Ayer tuve un encuentro, alrededor de una mesa, (siempre la comida, por en medio) con cinco amigos, en casa de uno de ellos, del que esta peor en cuanto a movilidad se refiere, los seis llevamos en las alforjas a un inquilino que se hace llamar Parkinson, hacia casi un año que no nos veíamos, pero todos hacemos lo posible por estar en contacto, aveces mediante el teléfono y en otras por internet, naturalmente al principio del encuentro, siempre existe la necesidad de contar nuestra "especial" batallita, pero rápidamente se pasa a la interpretación de los gestos, de la mirada, del tono de voz, en definitiva a la percepción y la intuición sin palabras, de como estamos y como nos sentimos en realidad.

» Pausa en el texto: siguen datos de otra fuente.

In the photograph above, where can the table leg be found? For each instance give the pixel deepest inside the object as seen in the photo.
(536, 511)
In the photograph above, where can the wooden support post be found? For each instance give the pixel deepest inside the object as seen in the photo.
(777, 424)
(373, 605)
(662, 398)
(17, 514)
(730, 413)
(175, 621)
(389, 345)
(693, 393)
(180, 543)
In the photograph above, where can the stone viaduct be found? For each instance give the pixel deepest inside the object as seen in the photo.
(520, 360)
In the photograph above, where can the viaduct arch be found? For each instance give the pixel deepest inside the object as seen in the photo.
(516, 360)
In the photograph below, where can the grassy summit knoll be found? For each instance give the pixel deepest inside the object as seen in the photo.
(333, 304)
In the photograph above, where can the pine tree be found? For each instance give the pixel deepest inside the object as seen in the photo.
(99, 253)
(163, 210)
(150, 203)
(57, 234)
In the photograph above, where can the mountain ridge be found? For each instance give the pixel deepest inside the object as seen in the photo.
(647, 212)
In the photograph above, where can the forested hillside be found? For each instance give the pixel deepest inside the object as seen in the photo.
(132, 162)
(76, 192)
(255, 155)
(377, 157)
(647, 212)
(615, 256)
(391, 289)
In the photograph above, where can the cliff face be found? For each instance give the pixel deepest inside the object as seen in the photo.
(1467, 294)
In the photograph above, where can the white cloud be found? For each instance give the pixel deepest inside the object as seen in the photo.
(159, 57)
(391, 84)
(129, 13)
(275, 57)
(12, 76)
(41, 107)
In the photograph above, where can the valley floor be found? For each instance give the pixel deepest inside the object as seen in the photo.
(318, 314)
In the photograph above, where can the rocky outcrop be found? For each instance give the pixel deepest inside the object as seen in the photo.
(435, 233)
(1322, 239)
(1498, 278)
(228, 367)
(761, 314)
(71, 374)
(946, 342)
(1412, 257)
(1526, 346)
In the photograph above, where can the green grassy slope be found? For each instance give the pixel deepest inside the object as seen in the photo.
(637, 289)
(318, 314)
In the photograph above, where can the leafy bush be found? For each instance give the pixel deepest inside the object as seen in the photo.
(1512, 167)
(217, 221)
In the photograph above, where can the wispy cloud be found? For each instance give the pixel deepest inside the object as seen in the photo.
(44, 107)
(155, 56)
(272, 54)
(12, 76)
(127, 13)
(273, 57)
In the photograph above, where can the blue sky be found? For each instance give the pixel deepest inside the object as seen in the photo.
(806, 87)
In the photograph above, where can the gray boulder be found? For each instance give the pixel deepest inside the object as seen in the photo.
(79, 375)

Formábamos, parte de un grupo de terapia, relacionado con el "inquilino" que se mantubo activo durante 4 o 5 años, nos reuniamos cada 15 dias, por lo tanto, hay que decir, que todos conocemos de unos y de otros, los mayores miedos que tenemos metidos en el cerebro, no existe nada, que una mas, a una persona con otra, que llorar juntos y expresar, "si se puede" las mas profundas penas que nos acechan, como digo, hemos llorado juntos, hemos reído juntos, nos hemos consolado y nos hemos apoyado, sin agobios, sin presiones, endefinitiva creo que lo mas importante, es que nos hemos respetado y nunca nos hemos juzgado severamente.
Gracias a Paco, Carmen, Isabel, Inge, Lauri y a los ausentes, Xavier, Montse y Fabiola y el mas ausente aun Sergio.